Worried About the Inverted Yield Curve?

 Worried About the Inverted Yield Curve?

 

The yield curve refers to the interest rates on bonds of varying maturity. Normally, we expect the yield on bonds with longer maturities to have a higher yield than those of shorter High Yields maturity bonds. Because it is less of a burden to tie up one’s money for three months or a year, rather than five years or ten years, investors must be given an incentive to place their funds in bonds of longer maturity. This incentive takes the form of a higher interest rate paid on bonds with longer duration. Similarly, we can justify the higher yields on longer maturity bonds based on risk: the foreseeable risk to the economy over the next three-months or year is much less than the risk over five or ten years. Thus the higher yield on long-dated bonds is required to compensate for the added risk of holding an investment that long.

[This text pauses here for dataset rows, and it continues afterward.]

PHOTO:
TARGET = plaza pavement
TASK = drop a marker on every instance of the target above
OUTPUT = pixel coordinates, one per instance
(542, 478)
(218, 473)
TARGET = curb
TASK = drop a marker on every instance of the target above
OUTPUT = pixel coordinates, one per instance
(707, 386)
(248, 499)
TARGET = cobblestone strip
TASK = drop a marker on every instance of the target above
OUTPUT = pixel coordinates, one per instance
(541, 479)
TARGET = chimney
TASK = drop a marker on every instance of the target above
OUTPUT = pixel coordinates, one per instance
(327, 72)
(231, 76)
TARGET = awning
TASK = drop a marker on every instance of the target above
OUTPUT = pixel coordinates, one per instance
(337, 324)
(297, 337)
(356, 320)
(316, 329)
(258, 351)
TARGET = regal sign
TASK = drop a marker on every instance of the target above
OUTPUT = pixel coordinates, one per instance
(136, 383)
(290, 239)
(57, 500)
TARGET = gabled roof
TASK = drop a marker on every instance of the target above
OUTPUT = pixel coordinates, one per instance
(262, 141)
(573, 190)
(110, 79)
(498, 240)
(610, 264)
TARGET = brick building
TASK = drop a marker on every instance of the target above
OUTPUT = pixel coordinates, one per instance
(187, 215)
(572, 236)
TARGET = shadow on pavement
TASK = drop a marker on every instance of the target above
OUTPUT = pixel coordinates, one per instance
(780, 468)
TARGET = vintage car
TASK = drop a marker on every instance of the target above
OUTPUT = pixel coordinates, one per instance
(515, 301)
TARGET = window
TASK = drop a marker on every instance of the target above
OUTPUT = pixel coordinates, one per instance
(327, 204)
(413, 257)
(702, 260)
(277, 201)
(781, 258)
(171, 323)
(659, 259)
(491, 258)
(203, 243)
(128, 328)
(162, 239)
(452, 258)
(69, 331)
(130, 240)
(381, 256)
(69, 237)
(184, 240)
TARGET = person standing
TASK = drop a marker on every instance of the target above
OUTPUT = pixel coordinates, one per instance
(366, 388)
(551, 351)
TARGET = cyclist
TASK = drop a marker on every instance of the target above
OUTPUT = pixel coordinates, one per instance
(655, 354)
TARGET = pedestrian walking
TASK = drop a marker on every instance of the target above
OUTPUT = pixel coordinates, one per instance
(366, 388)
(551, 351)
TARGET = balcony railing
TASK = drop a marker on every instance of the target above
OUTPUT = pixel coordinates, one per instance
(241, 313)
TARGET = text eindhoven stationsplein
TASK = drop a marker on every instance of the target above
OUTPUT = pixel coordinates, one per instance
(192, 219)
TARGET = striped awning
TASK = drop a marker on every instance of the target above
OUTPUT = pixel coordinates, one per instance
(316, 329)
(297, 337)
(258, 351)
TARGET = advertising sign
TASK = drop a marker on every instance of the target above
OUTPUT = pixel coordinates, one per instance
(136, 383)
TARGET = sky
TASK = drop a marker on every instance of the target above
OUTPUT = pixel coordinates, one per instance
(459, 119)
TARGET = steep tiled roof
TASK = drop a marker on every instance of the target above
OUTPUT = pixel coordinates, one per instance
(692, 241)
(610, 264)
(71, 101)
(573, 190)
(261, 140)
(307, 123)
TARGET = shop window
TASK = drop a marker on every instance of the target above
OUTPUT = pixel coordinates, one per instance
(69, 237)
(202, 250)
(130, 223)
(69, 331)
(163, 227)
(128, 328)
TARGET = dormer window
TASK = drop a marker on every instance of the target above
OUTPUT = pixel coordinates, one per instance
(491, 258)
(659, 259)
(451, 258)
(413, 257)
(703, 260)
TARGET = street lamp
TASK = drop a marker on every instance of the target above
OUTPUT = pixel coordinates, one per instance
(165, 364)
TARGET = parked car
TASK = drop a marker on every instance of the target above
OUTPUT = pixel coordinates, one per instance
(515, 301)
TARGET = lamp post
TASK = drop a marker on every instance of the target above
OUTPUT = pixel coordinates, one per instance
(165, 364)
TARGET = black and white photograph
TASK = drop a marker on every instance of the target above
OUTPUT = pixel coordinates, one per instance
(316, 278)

On December 30, 2005, many newspapers heralded the fact that the yield curve on U.S. government bonds had become inverted. In fact, the curve was not consistently inverted. The yield on two-year Treasury notes (just under 4.4%) barely exceeded the yield on ten-year Treasury notes (4.39%). Ordinarily, this type of yield structure will be a self-correcting problems. Investors will no longer choose ten-year bonds, when they can get the same interest rate or even a higher one on two-year bonds. With fewer people wanting to hold ten-year bonds, the interest rates will rise on these in order to clear the market and induce investors to hold ten-year bonds once again.

But when long-term interest rates rise, so too do rates on 15-year and 30-year residential mortgages. If the costs of obtaining a mortgage loan rise, then fewer people will want to buy houses. The result could be either a cooling of the previously hot real estate market, or a potential collapse of some regional price bubbles on real estate.

If inverted yield curves were merely a transitory phenomenon with little or no economic impact, except for people in the business of trading interest rate derivatives, swaps, and bonds; then no one would worry. However, inverted yield curves have often signaled a recession will follow, and the potential for a recession is a legitimate cause for worry.